Help me out with an analogy here. The California Gold Rush of 1849 might work. The OPEC oil boom of the 1970s makes sense too. The folk behind the mighty Netflix – which vomits money as the wells of the UAE once vomited oil – are not spending that loot on hotels in Mayfair or mansions on Nob Hill. They are spending it on content and they are doing so with a mad abandon never seen before in the industry. They are the new disruptors.

Nothing has made this quite so apparent as the scarcely believable tale of how a tweet is set to become a major movie. In April, a Tumblr user posted a photograph of Rihanna and Lupita Nyong'o in the front row of a 2014 fashion show. "Rihanna looks like she scams rich white men and lupita is the computer smart best friend that helps plan," the text read. The post found its way to Twitter and went viral, and other users began fantasising about a film along these lines. More than a few proposed Ava DuVernay, the director of Selma, as the ideal person to get behind the camera.

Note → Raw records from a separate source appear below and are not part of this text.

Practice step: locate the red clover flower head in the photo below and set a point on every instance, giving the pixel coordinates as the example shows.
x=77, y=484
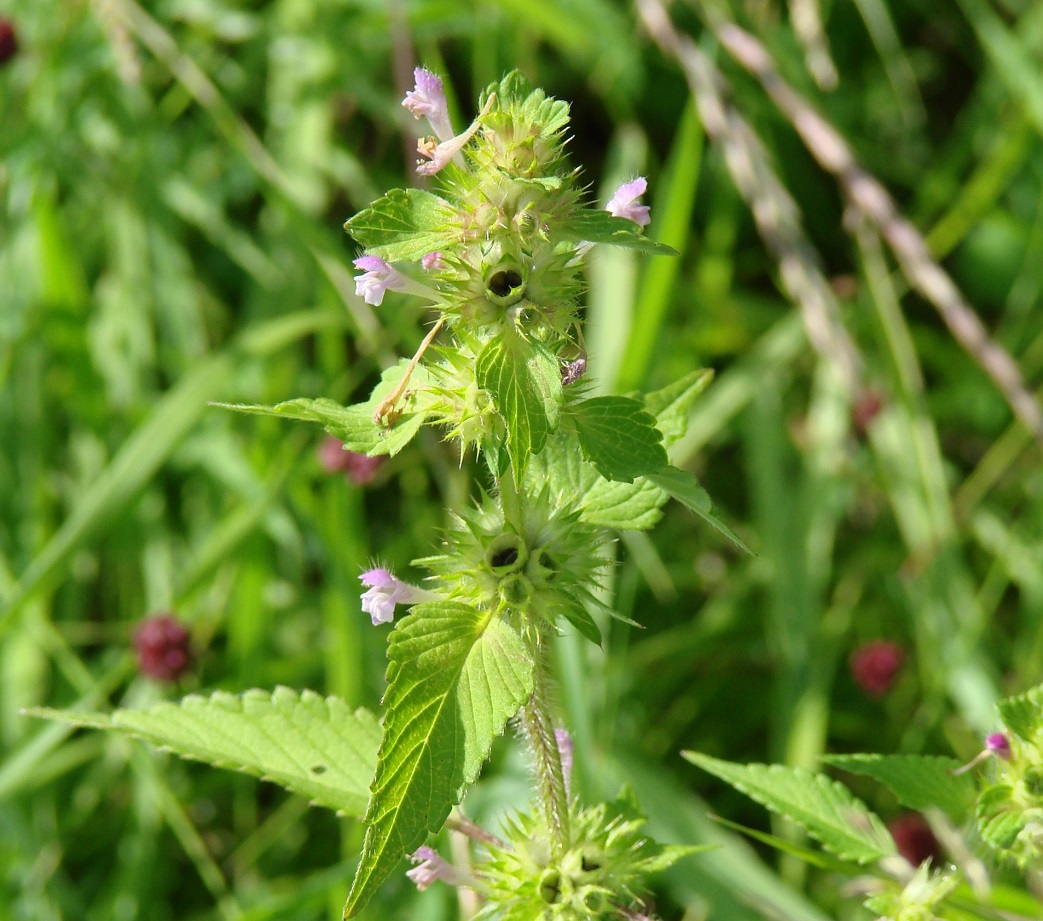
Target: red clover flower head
x=624, y=202
x=875, y=664
x=163, y=646
x=384, y=592
x=427, y=99
x=358, y=468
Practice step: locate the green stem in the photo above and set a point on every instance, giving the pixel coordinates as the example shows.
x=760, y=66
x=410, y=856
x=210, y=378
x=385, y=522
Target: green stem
x=547, y=759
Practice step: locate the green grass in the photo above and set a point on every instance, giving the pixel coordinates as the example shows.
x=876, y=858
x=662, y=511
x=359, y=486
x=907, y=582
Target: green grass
x=173, y=179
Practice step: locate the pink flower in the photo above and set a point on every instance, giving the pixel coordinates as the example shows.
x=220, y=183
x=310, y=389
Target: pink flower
x=624, y=202
x=432, y=867
x=875, y=664
x=427, y=99
x=359, y=468
x=385, y=592
x=378, y=276
x=164, y=648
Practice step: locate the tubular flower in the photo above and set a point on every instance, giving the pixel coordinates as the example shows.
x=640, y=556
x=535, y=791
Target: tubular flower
x=624, y=202
x=427, y=99
x=378, y=277
x=384, y=592
x=432, y=867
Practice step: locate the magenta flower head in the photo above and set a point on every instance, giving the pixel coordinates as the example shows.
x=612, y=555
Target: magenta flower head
x=624, y=202
x=427, y=99
x=358, y=468
x=875, y=664
x=164, y=648
x=384, y=592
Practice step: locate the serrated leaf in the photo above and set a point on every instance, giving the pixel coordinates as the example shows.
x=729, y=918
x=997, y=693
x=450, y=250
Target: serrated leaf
x=823, y=807
x=456, y=676
x=313, y=746
x=354, y=425
x=619, y=437
x=603, y=503
x=525, y=384
x=405, y=225
x=1023, y=715
x=918, y=781
x=600, y=226
x=685, y=488
x=671, y=404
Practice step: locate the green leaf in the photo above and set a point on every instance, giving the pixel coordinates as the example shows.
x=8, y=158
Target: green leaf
x=918, y=781
x=405, y=225
x=672, y=404
x=525, y=384
x=600, y=226
x=1023, y=715
x=354, y=425
x=684, y=487
x=313, y=746
x=456, y=676
x=619, y=437
x=580, y=617
x=826, y=809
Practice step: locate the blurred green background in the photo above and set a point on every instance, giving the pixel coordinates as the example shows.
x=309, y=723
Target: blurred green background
x=173, y=179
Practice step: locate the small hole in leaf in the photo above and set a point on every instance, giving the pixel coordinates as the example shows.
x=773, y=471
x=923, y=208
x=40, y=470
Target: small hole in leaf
x=504, y=282
x=508, y=556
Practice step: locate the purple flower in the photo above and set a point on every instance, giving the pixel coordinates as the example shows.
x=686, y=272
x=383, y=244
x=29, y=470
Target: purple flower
x=385, y=591
x=999, y=745
x=164, y=648
x=359, y=468
x=432, y=867
x=427, y=99
x=875, y=664
x=624, y=202
x=378, y=276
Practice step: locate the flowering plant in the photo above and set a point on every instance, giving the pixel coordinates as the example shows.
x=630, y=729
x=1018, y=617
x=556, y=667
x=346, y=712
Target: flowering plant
x=498, y=251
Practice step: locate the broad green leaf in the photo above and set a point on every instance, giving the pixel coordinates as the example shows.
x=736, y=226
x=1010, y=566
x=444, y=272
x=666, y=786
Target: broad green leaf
x=603, y=503
x=619, y=437
x=456, y=676
x=684, y=487
x=1023, y=715
x=671, y=405
x=525, y=384
x=354, y=425
x=600, y=226
x=826, y=809
x=313, y=746
x=405, y=225
x=918, y=781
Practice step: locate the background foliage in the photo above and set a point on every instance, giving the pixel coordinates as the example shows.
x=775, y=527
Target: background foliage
x=173, y=178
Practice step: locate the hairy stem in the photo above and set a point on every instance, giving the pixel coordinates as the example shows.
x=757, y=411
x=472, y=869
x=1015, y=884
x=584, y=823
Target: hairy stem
x=547, y=759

The idea was pitched at last week's Cannes Film Festival, and Netflix – whose pockets are beyond voluminous – handed across another huge bag of dough. Fashion Scam could be with us as soon as next year. Movies have been adapted from toys, songs, video games and magazine articles. This is the first known instance of a film being adapted from an internet meme.

Seven layers of havoc
Netflix have no respect for existing models. Even before the news about the new film emerged, the company had caused seven layers of havoc in Cannes. They had two films in the competition. When it emerged that those films wouldn't go into French cinemas, the festival banned such entries in future years. Pedro Almodóvar, president of the Jury, essentially said that he wouldn't allow either film to win in 2017 (sure enough, no prizes went the way of either The Meyerowitz Stories or Okja). Netflix shrugged and moved on. Stock is up and the company is now valued at more than $70 billion.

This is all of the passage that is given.